“Gender is weird. Growing up, I never heard of variant gender identities. Granted, I never heard of gender as an identity. It wasn’t something that you claimed, it was just something that you were. Immutable and absolute. I rejected norms as much as I could, but it didn’t matter. I was still called a girl because of the parts I had. When I fidgeted with my dresses or insisted on putting my hair into a ponytail or sat with my legs wide like my dad’s, grown-ups would tell me (or my mom) that I would ‘grow into being a lady.’ I kept waiting for that to happen. I assumed that at some monumental stage in my life, I would start feeling like I belonged in my body, and like I belonged in the same group as all of the other folks who were called women.
“That never happened. ‘Girl’ always felt just a bit too tight and suffocating, like a turtleneck. ‘Woman’ felt even tighter.
“What made it all the more confusing, frustrating, and painful was that I didn’t ever feel like I belonged in the ‘man’ group either.
“I just never felt like I belonged.
“Fast-forward to my sophomore year of college, when I’m reading Divergent for the first time. It was when Tobias was explaining why he has all five faction symbols tattooed on his back, ‘I want to be brave, and selfless, and smart, and kind, and honest’ that a light bulb started flickering in my head. My literal, actual, legit thought process went like this:
“He is all of those things!”
“Any one of the factions would be too confining for him.”
“He’s choosing not to choose!”
“AND THAT’S OKAY!”
“And that truth said in the context of a safe, completely fictional, and unrelated story, resonated very deep inside. That was when I first knew that I didn’t fit into a single gender. That was when all of those pieces came together and I began to understand why I never felt like I belonged as either a man or a woman. It’s because I don’t. And that’s okay. (and yes, this is a story of how Divergent all but completely shattered my sense of reality and led me to a near-existential crisis.)

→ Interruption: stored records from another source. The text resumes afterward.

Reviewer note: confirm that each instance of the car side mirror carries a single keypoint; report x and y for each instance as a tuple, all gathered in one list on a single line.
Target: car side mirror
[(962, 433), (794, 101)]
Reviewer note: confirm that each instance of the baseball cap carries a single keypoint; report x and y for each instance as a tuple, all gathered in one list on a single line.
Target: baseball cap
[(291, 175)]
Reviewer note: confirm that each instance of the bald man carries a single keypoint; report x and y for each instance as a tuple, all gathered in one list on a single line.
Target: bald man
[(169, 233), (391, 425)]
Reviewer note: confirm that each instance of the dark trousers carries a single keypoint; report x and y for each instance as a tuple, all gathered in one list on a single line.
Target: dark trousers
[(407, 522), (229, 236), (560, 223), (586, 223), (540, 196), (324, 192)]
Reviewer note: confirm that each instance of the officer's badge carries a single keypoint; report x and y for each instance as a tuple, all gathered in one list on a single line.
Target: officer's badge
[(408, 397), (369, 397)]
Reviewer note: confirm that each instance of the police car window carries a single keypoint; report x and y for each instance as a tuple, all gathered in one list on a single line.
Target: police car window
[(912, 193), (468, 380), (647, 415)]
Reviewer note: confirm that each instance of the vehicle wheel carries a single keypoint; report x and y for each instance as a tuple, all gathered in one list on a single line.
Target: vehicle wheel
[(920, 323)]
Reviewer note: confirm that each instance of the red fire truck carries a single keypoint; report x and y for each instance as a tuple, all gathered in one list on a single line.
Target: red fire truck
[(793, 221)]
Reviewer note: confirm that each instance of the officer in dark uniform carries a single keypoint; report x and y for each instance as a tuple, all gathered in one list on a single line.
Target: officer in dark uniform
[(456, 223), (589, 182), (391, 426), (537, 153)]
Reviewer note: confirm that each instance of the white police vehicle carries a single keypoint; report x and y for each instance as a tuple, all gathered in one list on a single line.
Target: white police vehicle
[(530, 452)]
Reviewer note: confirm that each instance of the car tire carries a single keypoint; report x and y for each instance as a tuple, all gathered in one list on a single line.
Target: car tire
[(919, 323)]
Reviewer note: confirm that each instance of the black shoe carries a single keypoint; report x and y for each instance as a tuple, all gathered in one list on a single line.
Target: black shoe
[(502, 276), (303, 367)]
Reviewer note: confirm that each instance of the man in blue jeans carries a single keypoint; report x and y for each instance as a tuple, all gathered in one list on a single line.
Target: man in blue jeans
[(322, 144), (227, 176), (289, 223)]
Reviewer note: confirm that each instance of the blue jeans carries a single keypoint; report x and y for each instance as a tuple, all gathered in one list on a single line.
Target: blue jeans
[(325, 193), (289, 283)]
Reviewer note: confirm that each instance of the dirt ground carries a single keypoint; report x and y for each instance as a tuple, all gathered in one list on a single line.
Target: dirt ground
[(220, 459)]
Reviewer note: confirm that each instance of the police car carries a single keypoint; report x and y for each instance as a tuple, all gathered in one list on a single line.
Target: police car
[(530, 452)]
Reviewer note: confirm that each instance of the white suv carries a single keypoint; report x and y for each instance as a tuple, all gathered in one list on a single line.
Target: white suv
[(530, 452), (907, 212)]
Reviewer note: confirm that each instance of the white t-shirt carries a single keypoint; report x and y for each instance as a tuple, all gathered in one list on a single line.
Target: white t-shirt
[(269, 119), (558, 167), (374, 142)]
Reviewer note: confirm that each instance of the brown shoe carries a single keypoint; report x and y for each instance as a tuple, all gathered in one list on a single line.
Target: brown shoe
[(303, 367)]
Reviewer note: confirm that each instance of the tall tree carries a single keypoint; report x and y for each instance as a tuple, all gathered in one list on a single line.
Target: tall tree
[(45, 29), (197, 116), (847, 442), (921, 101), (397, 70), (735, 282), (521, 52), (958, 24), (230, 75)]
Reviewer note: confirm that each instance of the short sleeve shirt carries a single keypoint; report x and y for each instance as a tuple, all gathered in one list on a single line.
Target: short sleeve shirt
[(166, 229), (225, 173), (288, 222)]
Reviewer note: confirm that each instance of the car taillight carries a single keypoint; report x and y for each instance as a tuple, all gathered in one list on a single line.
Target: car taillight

“This new-fangled sense of ‘knowing’ started me on a journey that I am still on three years later. It has led to some pretty interesting research on other gender identities, other pronouns, and other peoples’ experiences. It has led to new experiences for me, including finding a partner who affirms my gender identity (or lack thereof) and asking a few very close friends to call me a different name. Above all, it has led to a sense of validation and a place of peace.”